The interrogation focused for the most on my family’s political history. The questions I was plied with were a replica of those in the questionnaire that I had filled out earlier. Then came the decisive question: ‘What’s your “Kawmiyah”, ethnicity?’

I just couldn’t remember the meaning of the word. It just seemed to evaporate. I did remember answering the same question in the application form, and, had also studied a whole chapter on the subject in school. But with those chilling eyes trained sharply on me, eager for any slip of the tongue, my brain went blank. I tried hard to stifle the state of fear that paralysed my recollection. ‘But I must give an answer’, I thought, ‘or my silence would lead to a risky interpretation’. And instead of ‘Chaldean’ I replied, ‘Christian’.

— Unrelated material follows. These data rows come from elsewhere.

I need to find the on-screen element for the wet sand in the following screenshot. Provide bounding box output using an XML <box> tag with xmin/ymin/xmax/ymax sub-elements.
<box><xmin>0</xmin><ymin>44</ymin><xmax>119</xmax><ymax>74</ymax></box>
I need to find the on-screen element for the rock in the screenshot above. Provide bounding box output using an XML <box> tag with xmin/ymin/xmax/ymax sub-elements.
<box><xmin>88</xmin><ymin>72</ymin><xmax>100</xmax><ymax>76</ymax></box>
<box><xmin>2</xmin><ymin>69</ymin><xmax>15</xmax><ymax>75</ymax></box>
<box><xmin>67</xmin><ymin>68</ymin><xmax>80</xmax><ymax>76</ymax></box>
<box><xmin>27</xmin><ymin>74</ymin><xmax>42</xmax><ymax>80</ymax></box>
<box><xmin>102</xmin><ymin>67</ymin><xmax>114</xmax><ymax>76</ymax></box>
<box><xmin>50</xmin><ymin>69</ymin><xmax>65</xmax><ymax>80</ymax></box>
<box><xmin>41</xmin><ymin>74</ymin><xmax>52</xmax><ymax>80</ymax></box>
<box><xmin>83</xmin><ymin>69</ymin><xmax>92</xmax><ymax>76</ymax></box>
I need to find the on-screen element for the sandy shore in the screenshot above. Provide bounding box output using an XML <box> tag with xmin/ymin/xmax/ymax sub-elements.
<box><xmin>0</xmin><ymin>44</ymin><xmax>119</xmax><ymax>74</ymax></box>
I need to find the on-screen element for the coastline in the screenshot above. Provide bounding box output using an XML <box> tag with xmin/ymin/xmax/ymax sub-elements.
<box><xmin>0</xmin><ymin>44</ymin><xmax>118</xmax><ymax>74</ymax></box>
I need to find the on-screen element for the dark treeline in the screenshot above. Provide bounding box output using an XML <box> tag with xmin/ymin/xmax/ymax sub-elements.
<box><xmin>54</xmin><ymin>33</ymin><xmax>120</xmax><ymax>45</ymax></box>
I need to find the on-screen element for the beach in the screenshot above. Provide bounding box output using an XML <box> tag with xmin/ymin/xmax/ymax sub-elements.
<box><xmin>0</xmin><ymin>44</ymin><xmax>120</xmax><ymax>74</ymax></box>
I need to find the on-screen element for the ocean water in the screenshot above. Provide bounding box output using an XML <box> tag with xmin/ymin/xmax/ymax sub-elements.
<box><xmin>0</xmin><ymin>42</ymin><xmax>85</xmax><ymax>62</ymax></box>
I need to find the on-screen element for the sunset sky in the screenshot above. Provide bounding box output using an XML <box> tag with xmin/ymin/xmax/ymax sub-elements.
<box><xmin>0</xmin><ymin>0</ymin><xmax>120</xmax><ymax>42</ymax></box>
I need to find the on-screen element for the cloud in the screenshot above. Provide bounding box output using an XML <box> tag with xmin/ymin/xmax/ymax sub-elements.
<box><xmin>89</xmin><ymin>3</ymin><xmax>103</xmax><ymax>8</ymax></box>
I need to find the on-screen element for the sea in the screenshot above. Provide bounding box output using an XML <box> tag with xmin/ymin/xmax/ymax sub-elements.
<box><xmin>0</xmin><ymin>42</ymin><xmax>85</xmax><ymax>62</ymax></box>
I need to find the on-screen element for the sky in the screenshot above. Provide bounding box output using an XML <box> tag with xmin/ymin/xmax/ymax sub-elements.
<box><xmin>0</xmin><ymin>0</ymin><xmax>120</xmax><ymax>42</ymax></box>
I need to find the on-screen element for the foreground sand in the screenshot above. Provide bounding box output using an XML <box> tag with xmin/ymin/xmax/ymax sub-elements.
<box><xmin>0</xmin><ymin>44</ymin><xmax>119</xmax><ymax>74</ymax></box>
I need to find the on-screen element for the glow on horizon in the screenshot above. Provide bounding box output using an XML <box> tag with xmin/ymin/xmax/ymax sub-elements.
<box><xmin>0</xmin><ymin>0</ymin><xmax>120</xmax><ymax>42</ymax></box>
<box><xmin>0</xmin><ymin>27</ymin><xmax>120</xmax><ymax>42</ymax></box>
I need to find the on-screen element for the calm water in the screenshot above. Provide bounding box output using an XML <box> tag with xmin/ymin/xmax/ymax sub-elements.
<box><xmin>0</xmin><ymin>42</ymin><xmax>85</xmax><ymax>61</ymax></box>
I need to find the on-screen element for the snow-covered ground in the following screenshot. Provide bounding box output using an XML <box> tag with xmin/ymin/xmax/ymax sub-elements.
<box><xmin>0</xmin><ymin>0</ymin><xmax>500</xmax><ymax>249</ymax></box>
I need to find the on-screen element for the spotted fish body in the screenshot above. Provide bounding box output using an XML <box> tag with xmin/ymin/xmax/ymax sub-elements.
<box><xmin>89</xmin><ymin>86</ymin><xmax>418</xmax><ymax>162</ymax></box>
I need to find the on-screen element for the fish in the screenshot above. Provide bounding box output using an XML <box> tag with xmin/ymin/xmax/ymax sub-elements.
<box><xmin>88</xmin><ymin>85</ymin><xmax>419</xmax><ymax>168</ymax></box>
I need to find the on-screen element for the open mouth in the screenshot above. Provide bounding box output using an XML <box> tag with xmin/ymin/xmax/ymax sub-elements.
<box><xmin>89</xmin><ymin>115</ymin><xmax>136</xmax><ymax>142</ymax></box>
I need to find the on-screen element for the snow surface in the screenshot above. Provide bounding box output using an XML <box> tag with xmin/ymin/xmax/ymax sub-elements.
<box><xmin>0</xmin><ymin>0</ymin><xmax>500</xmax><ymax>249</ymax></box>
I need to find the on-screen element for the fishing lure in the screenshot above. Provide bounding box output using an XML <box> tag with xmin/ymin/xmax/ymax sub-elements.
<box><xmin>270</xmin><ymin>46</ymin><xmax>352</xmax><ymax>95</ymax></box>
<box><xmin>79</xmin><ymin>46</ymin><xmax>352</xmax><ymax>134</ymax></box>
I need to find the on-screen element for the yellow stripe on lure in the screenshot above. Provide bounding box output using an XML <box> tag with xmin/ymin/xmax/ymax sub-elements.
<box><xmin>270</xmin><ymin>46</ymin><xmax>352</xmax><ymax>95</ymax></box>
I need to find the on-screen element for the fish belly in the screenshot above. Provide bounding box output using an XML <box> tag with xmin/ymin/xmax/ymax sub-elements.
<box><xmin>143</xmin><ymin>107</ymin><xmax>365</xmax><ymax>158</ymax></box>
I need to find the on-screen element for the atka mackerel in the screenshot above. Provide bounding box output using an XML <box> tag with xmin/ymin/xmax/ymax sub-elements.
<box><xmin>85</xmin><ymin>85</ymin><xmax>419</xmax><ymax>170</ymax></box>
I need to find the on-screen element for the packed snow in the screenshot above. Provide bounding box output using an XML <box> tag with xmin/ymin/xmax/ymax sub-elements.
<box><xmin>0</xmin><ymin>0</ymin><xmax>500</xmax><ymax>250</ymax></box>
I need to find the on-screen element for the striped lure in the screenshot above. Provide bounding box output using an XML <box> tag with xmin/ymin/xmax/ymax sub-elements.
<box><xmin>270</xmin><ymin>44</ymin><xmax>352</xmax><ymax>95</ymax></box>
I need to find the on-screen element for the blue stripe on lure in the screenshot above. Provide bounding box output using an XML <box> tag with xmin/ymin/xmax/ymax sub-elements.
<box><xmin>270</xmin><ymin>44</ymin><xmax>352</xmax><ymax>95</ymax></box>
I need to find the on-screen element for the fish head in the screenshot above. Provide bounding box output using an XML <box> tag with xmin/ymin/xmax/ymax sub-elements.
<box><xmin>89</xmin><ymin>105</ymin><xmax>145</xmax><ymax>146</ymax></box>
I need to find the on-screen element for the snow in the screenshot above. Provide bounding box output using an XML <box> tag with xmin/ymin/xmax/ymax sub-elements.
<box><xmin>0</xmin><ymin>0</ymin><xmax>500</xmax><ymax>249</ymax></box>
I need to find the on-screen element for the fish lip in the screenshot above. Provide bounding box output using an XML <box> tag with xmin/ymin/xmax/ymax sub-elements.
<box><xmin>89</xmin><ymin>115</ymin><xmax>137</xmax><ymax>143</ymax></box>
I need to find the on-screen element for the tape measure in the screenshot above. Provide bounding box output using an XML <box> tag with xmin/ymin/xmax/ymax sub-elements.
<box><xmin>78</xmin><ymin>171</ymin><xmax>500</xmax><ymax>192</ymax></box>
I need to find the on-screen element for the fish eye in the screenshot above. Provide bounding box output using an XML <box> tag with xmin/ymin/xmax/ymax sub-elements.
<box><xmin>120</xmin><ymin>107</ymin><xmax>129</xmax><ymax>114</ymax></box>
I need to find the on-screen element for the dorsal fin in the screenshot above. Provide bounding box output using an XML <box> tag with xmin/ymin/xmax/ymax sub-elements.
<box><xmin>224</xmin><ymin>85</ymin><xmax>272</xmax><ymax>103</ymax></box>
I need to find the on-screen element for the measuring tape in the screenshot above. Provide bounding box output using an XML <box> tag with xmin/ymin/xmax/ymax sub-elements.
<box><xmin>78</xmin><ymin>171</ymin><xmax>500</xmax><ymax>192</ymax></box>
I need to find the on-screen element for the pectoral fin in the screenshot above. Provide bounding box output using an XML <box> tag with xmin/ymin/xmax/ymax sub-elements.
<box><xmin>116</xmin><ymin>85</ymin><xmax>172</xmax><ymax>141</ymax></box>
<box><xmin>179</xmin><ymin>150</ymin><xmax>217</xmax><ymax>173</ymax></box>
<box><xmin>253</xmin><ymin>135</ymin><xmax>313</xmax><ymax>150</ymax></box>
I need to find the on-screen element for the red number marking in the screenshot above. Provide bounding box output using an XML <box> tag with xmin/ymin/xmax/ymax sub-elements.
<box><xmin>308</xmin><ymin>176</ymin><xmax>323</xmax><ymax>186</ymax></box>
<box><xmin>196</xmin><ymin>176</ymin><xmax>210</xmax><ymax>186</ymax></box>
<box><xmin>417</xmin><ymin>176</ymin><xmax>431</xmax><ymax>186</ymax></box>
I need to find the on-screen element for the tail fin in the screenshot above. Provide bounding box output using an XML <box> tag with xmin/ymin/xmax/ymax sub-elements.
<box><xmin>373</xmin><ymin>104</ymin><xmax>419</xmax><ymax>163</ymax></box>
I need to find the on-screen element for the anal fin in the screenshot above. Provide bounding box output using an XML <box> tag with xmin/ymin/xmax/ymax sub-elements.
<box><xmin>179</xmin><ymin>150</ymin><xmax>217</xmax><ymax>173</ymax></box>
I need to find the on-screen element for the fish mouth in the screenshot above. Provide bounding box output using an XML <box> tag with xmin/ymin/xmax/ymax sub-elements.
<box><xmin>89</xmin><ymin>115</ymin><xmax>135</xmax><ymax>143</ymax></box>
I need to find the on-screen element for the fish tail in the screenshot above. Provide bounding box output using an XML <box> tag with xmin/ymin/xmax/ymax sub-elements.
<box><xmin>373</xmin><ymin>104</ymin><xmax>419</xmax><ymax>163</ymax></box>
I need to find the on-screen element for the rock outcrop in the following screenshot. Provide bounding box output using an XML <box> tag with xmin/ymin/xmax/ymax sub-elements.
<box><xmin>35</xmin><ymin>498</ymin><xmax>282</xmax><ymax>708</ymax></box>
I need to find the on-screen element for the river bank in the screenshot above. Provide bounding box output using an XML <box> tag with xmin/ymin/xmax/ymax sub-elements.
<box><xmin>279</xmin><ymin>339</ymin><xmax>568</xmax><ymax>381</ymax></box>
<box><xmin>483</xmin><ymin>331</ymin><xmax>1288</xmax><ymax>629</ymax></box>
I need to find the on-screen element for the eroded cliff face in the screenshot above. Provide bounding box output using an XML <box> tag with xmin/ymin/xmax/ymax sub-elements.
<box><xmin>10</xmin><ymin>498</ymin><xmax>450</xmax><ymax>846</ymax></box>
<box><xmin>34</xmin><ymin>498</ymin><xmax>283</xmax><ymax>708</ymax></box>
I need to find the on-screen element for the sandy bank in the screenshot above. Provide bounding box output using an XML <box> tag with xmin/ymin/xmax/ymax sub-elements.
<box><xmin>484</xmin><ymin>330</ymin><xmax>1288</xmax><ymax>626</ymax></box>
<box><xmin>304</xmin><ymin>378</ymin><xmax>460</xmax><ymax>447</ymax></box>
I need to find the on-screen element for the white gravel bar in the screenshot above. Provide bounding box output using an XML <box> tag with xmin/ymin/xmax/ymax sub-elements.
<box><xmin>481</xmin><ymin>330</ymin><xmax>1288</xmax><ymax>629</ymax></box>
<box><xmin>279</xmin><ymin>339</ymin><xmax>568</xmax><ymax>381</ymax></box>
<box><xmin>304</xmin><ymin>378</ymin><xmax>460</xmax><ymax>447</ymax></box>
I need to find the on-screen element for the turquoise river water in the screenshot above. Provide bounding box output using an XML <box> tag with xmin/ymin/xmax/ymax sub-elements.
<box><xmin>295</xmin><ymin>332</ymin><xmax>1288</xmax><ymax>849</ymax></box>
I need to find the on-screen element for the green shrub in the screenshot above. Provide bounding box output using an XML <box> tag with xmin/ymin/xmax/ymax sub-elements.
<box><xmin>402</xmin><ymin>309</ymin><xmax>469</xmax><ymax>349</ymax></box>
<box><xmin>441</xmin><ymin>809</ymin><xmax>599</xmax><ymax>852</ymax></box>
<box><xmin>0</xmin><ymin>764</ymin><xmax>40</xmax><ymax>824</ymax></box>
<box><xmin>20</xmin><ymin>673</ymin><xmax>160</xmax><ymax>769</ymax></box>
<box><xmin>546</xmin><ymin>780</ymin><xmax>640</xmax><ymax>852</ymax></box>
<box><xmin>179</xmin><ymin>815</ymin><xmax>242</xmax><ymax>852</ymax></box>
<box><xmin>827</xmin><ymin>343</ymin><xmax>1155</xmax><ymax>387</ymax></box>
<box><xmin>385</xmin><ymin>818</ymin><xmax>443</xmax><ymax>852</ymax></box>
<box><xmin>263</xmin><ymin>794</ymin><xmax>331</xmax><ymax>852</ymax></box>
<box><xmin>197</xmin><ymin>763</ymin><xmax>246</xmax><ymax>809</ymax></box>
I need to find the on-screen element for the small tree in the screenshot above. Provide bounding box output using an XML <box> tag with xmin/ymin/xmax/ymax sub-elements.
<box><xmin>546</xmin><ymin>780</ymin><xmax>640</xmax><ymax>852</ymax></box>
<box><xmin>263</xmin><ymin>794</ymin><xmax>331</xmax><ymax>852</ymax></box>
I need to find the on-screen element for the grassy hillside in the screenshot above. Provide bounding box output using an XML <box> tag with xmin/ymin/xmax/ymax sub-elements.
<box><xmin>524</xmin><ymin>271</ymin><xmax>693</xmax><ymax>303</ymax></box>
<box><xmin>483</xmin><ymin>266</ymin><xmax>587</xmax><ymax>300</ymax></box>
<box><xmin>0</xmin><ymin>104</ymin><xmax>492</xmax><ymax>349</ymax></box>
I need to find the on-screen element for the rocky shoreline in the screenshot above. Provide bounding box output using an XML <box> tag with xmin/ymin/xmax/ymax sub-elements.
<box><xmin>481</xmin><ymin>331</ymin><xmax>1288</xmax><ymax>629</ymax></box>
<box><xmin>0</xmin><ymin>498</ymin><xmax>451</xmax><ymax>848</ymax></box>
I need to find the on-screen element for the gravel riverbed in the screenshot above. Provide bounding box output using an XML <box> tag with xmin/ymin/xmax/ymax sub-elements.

The guy documenting stopped writing, raised his head, and looked at me. He grinned and moved his head seemingly towards his ‘boss’, and shot him a glance fraught with meaning. Al-mukhtar shook his head, grinning too, but he maintained his silence. The ‘chieftain’ acted pretty much as if everything was normal.

I knew I had blundered. Muddled as I was, I had no time to review what I had said. Apprehensive about what was to come, I was busy waging a big war upon my unruly panic.

The interrogation advanced. As if to further complicate matters, the next question was, Shinno Intimaa-ich Al-seyassi, What is your political affiliation?’ The Arabic jargon that they employed was overly complex, and too intricate for someone as politically illiterate as I was.

I retained the silence of the dead for a few moments, thinking, and digging despairingly deep for an answer. My eyes were abstractedly fixed somewhere around the centre of the iron gate. Overcome with a sense of stupidity, I raised my head and looked first at the assistant, desperate for guidance. I, then, moved my eyes, imploring the compassion of the venerable sage with white hair. I suppose I must have seemed quite thick and dull that they perhaps pondered upon my qualification. But I reckon it would have been easier for me to excel in science and other branches of knowledge than in the politics of dictatorship. Nonetheless perpetrating another mistake didn’t seem the least bit wise. So I thought it would be better if I returned the question with another. I asked, forcing my voice into normality, ‘What do you mean, please?’
‘What political party…’, seemingly empathizing with my woolly state of ignorance, the guy who was documenting clarified. The ‘chief’, however, cut him in mid-sentence, ‘Musttakkilla, Independent’, he ordered him to put down with a firm tone, ‘If “Christian” is her ethnicity, do you expect her to have a political affiliation?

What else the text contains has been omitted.